Social support 4: The student’s relationships are poised to outlast specific interventions.
Young people need relationships that provide critical care, support, and encouragement right at the moment. But they also need longer-term relationships that can expand their options and connect them to new opportunities for the future—like advice, jobs, and learning experiences. In other words, assessing the quality of student supports today can ensure students have the networks they will need tomorrow.
For example, an engineer in the local community may be asked to present to a classroom what it means to be an engineer. This is a discrete experience.
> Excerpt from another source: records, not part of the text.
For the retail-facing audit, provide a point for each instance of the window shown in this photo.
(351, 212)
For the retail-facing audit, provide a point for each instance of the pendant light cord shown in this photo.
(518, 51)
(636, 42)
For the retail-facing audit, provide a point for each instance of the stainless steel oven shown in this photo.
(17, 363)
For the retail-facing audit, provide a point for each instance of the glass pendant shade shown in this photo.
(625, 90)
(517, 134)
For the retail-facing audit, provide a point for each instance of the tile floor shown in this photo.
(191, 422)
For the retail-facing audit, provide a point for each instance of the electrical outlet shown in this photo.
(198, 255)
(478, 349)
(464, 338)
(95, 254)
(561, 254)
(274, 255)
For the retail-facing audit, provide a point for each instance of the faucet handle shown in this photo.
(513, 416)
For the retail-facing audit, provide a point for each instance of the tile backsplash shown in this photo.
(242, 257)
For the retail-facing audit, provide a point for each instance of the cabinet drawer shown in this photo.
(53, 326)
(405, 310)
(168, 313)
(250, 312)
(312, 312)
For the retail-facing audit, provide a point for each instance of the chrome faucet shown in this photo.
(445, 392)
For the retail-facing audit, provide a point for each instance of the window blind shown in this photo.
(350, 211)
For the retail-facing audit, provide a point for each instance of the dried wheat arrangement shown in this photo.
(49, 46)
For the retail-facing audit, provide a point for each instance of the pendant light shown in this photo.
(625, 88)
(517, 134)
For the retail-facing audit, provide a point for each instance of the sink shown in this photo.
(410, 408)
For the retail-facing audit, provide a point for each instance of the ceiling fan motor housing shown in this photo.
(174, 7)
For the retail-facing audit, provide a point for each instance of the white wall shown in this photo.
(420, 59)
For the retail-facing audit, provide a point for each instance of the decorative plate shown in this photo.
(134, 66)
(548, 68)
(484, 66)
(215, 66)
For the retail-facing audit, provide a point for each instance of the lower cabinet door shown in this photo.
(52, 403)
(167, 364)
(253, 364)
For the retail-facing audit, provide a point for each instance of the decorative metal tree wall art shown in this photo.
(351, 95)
Putting in place a system that enables any interested student to have access to a career professional for follow-up questions, career advice, and additional learning experiences (e.g. internships) outlasts discrete experiences. To ensure these longer-term connections, schools must start to treat relationships as outcomes in their own right, quantifying and tracking them over time alongside academic metrics.
For instance, students at Comp Sci High School complete a summer internship reflection survey in which they respond to the question, “I met with an adult or older peer who I will reach out to in the future to help me with my job/career goals.” Educators at this Bronx, NY charter school know that students with access to high-quality relationships—ones built on trust and aligned with their needs—can translate to a reservoir of relationships that students can mobilize as their needs evolve.
Resource for educators/school staff: Four guiding questions with indicators to ensure student supports
Navigating an ongoing pandemic is uncharted territory. Despite a perfect storm of competing demands for resources, schools and educators have the will to support students’ mental and academic wellbeing. With these considerations, indicators, and resources to ensure the quality of students’ networks, they now have a way. (Additional survey and data collection approaches to measure the quality of students’ relationships can be viewed in the Appendix of our recent report which highlights early innovators designing and measuring for students’ relationships.)